In June, Louise and I travelled to the old Silesian town of Duszniki Zdrój (
Bad Reinerz) to attend a reunion of the school where my father lived and worked in 1946 before he escaped to the West.
(l. to r.) Here's my dad Czesław at the main ceremony of the reunion, with Duszniki mayor Bolesław Krawczyk, Director Elżbieta Ziembińska of the children's vacation home which is now located in the old school buildings, and Grażyna Świtoń-Pawlicka, an official responsible for the development of tourism in the
Kłodzko region.
As a guest of honour, he gave one of several speeches during the opening ceremonies in the
town's concert hall, June 25, 2005.
Afterwards, everyone marched, accompanied by a brass band, from the concert hall to the old school for the unveiling of a monument commemorating the school and the Christian Brothers who established it. Leading the parade is Brother Stanisław, one of the original founders of the school, with Dr. Wiesław Nikodem of the Wrocław Medical Academy, who was one of the pupils. Nikodem's oldest brother Bonawentura was another founder of the school, which was known as Orlęta, or Young Eagles, and was mainly a school for boys who were orphaned during the Second World War.
There were more speeches before the unveiling of the monument.
After the unveiling the monument was blessed by a team of priests.
The artist who designed the monument was there. Her name is
Ewa Solima. She may look like a sweet little girl, but she already has the distinction of having created the heaviest sculpture in Poland, a 20 metric tonne elephant made out of a single block of granite. She also designs handbags and shoes. That's the main building of the school behind her.
Walking through the halls of the old school I felt as though I had travelled backward through time, and met with ghosts from the past.
That evening, the old boys sat around fire, roasting sausages, and singing old French songs like
Il était un Petit Navire.
When the reunion ended, Louise and I decided to stay a few more days. Duszniki is a spa town, and the curative properties of its mineral springs have been recognized since the 15th century. There is an elegant pump room in the park. Until now you could drink the water free of charge, but as capitalism tightens its grip on Poland, the spa is preparing to charge an entrance fee.
In addition to taking the waters, we also signed up for some treatments. The clinic offers a range of treatments including natural mineral and conifer-needles baths, bilberry mud compresses, hydrotherapy, saline inhalations, electrotherapy, phototherapy, and therapeutic massages.
Our hotel, Santorium Moniuszko, was right in the spa, about 5 minutes walk from the pump house. On the way we would cross a little trout stream called the
Bystrzyca Dusznicka.
We also went hiking in the Góry Bystrzyckie mountains.
A favourite local destination is a hostel called
Pod Muflonem. It's a cozy place with sleeping room for about 25. In the last century it attracted artists and bohemians from Wrocław (Breslau). The joke was that the place was called "Stille Liebe", but what most couples came for was "Lieber Stille", which I take to mean leiser Geschlechtsverkehr.
We stopped for a beer.
Remarkably,we found ourselves sitting at the same table where JW, Mary and I spent a rainy night during our hike through the area the last time I was here, 33 years earlier, in May of 1972.
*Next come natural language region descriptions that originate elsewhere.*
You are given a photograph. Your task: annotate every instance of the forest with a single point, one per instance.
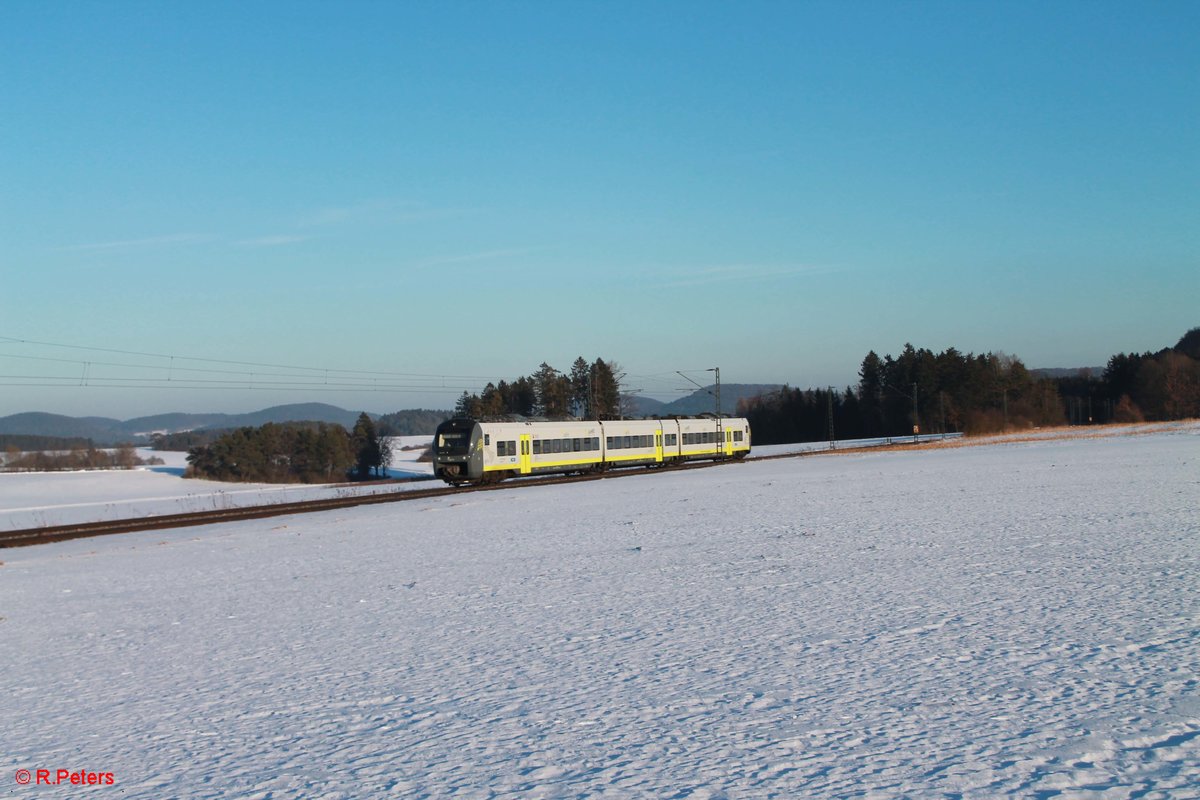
(293, 452)
(933, 392)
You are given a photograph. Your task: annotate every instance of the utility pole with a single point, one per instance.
(916, 417)
(941, 404)
(720, 425)
(832, 445)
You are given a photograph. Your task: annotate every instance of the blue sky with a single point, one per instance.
(465, 190)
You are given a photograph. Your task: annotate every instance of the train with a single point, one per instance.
(468, 451)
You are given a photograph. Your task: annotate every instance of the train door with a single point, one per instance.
(526, 453)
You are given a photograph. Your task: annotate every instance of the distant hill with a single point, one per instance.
(703, 401)
(1067, 372)
(105, 431)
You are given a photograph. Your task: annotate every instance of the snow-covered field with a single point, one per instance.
(1020, 619)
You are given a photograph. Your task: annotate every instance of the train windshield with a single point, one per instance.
(454, 443)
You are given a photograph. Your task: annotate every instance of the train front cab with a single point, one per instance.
(457, 456)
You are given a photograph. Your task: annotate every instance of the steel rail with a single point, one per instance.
(45, 535)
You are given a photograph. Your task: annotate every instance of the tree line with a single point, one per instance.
(948, 391)
(77, 457)
(1137, 388)
(588, 391)
(293, 452)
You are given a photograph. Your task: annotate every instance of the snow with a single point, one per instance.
(1019, 619)
(45, 499)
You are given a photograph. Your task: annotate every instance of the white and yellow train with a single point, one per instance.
(471, 451)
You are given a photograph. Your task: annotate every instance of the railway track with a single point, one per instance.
(29, 536)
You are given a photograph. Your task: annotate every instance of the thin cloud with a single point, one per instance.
(483, 256)
(271, 241)
(747, 274)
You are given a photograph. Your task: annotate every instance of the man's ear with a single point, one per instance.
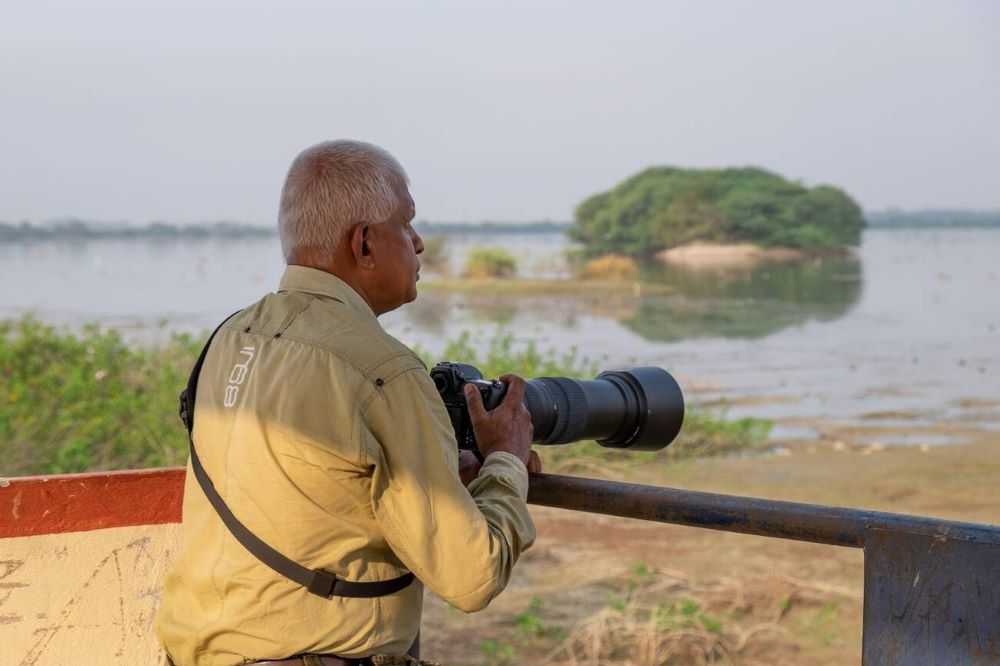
(361, 250)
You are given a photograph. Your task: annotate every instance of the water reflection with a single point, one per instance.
(749, 302)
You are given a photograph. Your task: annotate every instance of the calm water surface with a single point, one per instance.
(905, 332)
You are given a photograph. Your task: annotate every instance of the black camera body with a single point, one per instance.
(450, 380)
(639, 409)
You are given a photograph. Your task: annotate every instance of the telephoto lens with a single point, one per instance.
(640, 409)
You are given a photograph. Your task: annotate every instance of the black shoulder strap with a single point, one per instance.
(319, 582)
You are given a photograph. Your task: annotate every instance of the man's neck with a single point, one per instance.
(349, 277)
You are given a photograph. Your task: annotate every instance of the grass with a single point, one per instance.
(87, 400)
(653, 617)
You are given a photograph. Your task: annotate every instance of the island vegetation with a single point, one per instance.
(666, 207)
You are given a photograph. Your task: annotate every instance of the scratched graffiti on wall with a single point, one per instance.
(83, 597)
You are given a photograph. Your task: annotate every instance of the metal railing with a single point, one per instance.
(932, 587)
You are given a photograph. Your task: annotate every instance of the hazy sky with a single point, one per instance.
(191, 111)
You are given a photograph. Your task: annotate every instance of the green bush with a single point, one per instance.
(663, 207)
(490, 262)
(436, 251)
(73, 402)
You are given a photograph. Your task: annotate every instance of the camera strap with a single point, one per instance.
(317, 581)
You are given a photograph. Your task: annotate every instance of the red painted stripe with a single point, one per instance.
(33, 505)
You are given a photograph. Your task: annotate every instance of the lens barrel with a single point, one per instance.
(640, 409)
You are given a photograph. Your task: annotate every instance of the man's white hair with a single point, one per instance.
(332, 186)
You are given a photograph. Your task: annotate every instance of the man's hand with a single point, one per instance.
(508, 427)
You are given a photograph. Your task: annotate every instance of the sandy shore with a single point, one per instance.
(732, 255)
(769, 601)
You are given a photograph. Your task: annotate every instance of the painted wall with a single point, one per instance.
(82, 562)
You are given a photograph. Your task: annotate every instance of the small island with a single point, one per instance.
(697, 212)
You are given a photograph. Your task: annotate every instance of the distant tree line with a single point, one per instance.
(663, 207)
(934, 218)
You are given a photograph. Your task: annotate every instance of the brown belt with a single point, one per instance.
(315, 660)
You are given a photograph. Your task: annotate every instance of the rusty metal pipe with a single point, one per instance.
(837, 526)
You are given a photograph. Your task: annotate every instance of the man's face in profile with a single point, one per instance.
(396, 245)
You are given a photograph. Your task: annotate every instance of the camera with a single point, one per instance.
(639, 409)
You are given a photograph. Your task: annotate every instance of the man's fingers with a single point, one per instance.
(474, 401)
(515, 388)
(534, 463)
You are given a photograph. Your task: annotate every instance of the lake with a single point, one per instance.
(900, 341)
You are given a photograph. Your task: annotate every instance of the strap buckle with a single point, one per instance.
(183, 410)
(322, 583)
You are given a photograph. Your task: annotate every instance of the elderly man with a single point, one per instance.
(324, 439)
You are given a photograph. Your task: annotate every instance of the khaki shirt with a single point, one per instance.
(326, 437)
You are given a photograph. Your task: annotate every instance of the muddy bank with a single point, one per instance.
(759, 600)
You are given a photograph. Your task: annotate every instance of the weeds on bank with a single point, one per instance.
(87, 400)
(663, 618)
(71, 402)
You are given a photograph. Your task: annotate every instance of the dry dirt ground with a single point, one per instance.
(601, 590)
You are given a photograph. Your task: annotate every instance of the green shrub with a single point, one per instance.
(436, 251)
(663, 207)
(72, 402)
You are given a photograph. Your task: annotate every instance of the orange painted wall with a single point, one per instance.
(82, 562)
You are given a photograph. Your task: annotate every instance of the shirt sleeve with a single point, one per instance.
(462, 543)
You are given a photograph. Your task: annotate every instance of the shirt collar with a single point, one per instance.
(315, 281)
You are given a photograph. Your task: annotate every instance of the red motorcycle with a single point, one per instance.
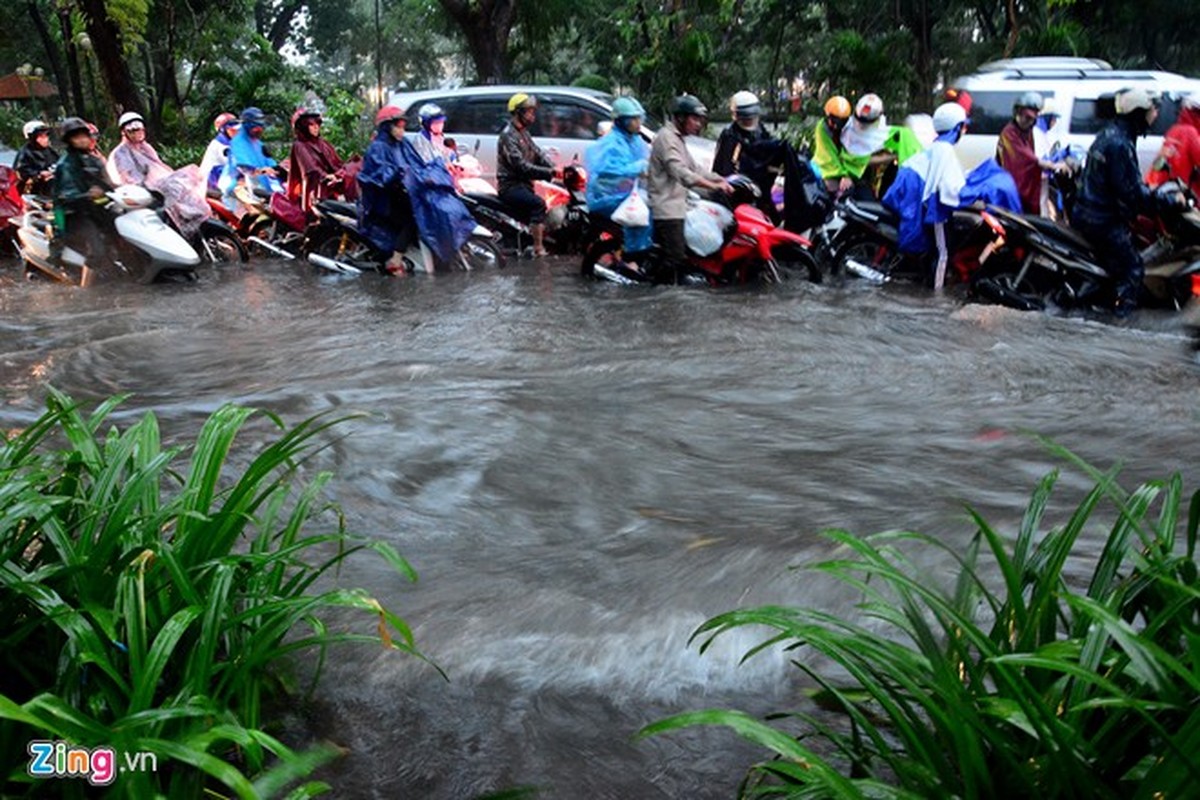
(750, 247)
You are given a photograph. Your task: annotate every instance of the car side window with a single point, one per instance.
(991, 110)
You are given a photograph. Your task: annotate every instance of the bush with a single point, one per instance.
(148, 611)
(1039, 689)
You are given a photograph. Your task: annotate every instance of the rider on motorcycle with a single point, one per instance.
(1180, 156)
(672, 173)
(385, 215)
(519, 163)
(1113, 193)
(315, 170)
(36, 158)
(79, 181)
(615, 163)
(216, 155)
(838, 167)
(442, 218)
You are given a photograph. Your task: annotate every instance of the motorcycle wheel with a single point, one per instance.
(480, 253)
(876, 254)
(222, 247)
(795, 259)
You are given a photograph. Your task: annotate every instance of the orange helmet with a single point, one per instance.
(839, 107)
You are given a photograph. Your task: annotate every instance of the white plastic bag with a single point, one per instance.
(633, 211)
(703, 228)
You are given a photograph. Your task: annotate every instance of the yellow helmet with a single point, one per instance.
(839, 107)
(521, 100)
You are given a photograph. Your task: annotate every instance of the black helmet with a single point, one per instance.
(688, 106)
(73, 125)
(253, 116)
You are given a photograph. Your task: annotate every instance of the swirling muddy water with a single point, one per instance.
(582, 474)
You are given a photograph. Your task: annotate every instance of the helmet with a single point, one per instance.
(948, 116)
(1134, 100)
(303, 114)
(744, 104)
(34, 127)
(1029, 100)
(130, 118)
(521, 101)
(223, 120)
(688, 106)
(430, 112)
(389, 114)
(73, 125)
(869, 108)
(253, 116)
(627, 107)
(839, 107)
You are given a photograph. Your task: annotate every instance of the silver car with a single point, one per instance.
(568, 120)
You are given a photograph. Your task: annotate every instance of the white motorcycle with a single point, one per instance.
(144, 250)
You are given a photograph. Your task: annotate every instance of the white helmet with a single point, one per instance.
(1133, 100)
(744, 103)
(34, 127)
(869, 108)
(948, 115)
(127, 118)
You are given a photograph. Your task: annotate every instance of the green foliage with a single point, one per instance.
(1019, 680)
(149, 609)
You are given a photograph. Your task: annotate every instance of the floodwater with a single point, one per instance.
(582, 474)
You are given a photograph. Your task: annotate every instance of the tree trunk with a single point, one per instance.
(106, 42)
(49, 47)
(486, 26)
(73, 77)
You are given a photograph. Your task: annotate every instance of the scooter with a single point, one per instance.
(747, 246)
(335, 244)
(145, 248)
(1038, 264)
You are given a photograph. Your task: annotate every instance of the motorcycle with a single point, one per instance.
(862, 239)
(335, 244)
(145, 248)
(567, 209)
(745, 247)
(1037, 264)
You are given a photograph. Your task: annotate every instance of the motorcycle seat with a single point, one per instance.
(873, 209)
(1053, 229)
(490, 200)
(339, 208)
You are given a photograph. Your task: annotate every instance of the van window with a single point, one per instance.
(1091, 115)
(990, 110)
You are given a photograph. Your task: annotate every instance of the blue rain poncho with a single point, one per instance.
(443, 221)
(384, 210)
(613, 164)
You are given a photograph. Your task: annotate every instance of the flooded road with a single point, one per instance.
(582, 474)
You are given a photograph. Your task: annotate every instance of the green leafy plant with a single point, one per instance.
(150, 611)
(1044, 686)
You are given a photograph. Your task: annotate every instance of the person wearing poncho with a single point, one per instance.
(615, 163)
(443, 221)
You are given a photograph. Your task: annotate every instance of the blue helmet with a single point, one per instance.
(253, 115)
(627, 107)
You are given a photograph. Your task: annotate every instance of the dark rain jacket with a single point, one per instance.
(1111, 192)
(30, 162)
(519, 161)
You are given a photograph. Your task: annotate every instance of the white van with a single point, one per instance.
(568, 120)
(1079, 88)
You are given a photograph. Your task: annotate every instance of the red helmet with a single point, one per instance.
(389, 114)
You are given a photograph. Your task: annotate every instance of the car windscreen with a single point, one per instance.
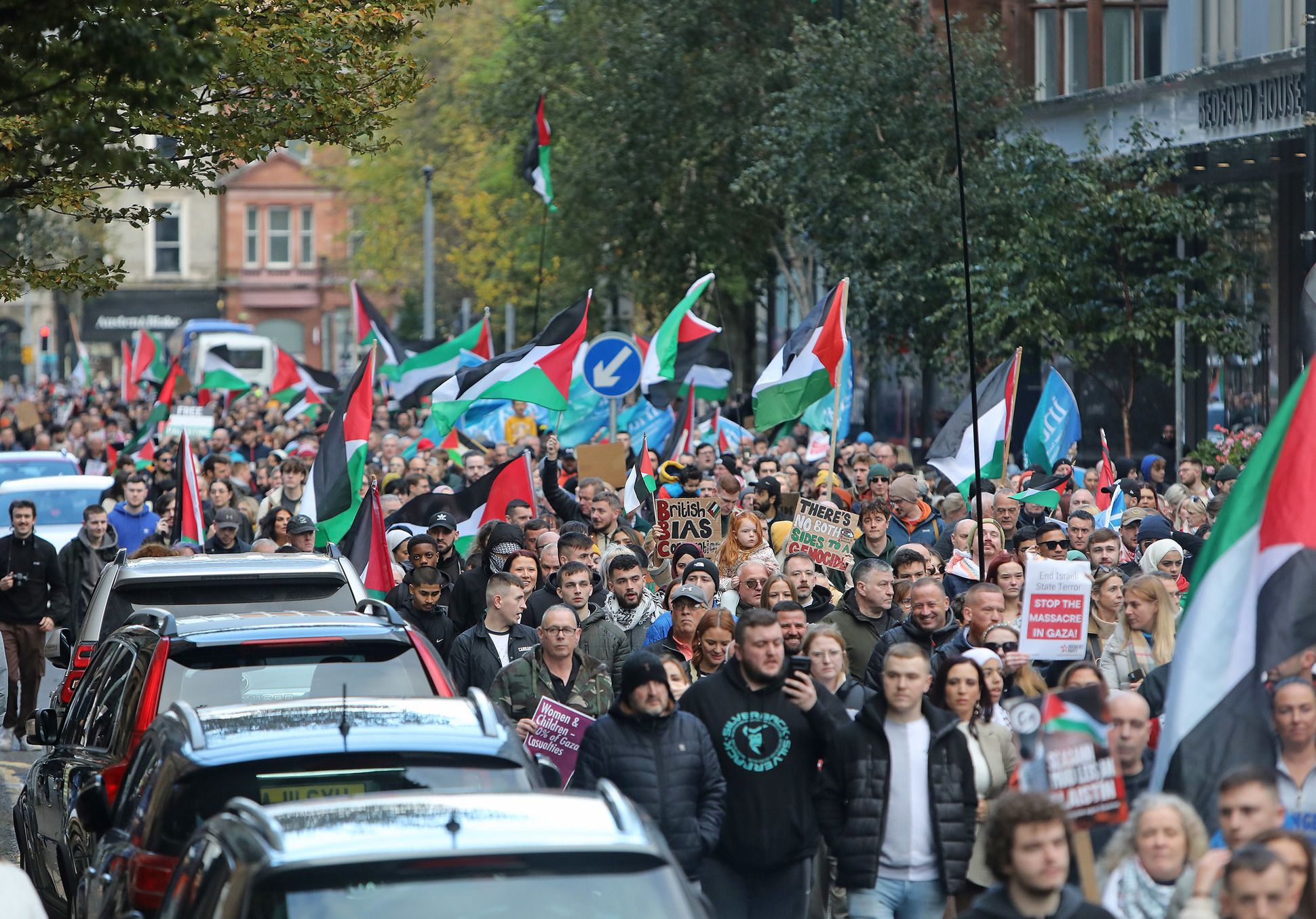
(57, 506)
(31, 469)
(203, 794)
(566, 885)
(271, 672)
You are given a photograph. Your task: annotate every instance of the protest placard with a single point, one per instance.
(826, 532)
(686, 520)
(558, 735)
(1056, 602)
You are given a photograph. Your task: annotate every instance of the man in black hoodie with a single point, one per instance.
(770, 727)
(1027, 839)
(33, 601)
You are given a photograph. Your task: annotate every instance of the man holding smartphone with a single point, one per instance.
(770, 727)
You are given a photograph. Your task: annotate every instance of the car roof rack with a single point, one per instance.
(252, 814)
(187, 716)
(386, 610)
(154, 618)
(484, 711)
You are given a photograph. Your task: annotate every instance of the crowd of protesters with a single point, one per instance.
(810, 741)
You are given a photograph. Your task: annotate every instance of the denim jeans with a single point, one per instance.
(899, 899)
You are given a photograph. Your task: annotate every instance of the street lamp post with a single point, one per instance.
(428, 321)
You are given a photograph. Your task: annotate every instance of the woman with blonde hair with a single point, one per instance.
(1146, 869)
(1144, 638)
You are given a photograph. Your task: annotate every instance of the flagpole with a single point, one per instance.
(836, 394)
(1009, 421)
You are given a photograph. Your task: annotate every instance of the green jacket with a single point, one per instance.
(519, 686)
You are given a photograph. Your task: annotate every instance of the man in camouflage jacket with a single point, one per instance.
(557, 669)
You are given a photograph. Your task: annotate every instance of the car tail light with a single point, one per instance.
(433, 669)
(77, 668)
(148, 877)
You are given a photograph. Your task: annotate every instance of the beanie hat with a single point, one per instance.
(641, 668)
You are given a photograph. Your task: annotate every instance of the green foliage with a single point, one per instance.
(228, 81)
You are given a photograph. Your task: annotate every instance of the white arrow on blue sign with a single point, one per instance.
(613, 365)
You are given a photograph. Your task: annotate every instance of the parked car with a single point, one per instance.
(560, 856)
(193, 762)
(60, 502)
(224, 660)
(203, 585)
That was truly one of the best hikes of my life. That night we found ourselves on the side of the mountain after dark, in the falling rain. As we approached the hostel we could see welcoming rectangles of yellow light cast on the ground through the windows. An orchestra was playing polka music and we could hear laughter and the sound of people having a good time inside. We were hungry, and didn't know if there would be a vacancy, but someone opened the door when we knocked, and said there would be a room and a hot meal for us. We spent the rest of the evening eating, drinking brandy, dancing and sharing a bond of friendship and cameraderie like I have rarely experienced since.
Once upon a time, there was a tavern
Where we used to raise a glass or two
Remember how we laughed away the hours,
Think of all the great things we would do.
Those were the days, my friend
We thought they'd never end
We'd sing and dance forever and a day
We'd live the life we'd choose
We'd fight and never lose
For we were young and sure to have our way
OK, back to the here and now. As you can see, there was a splendid view of the surroundings.
After a little rest we continued our hike.
This farmhouse was almost the only other habitation up on the mountain. I thought I would be very happy to live in a such a place.
Some people say that's Frankenstein Castle up there on that mountain in the distance.
One of Duszniki's historical monuments is this
17th century paper mill.
You can make your own paper inside.
Louise discovered that people used to be a lot shorter than today.
She also seems to have been fascinated by the plumbing.
We spent our last evening in Duszniki walking in the hills above the town, June 29, 2005.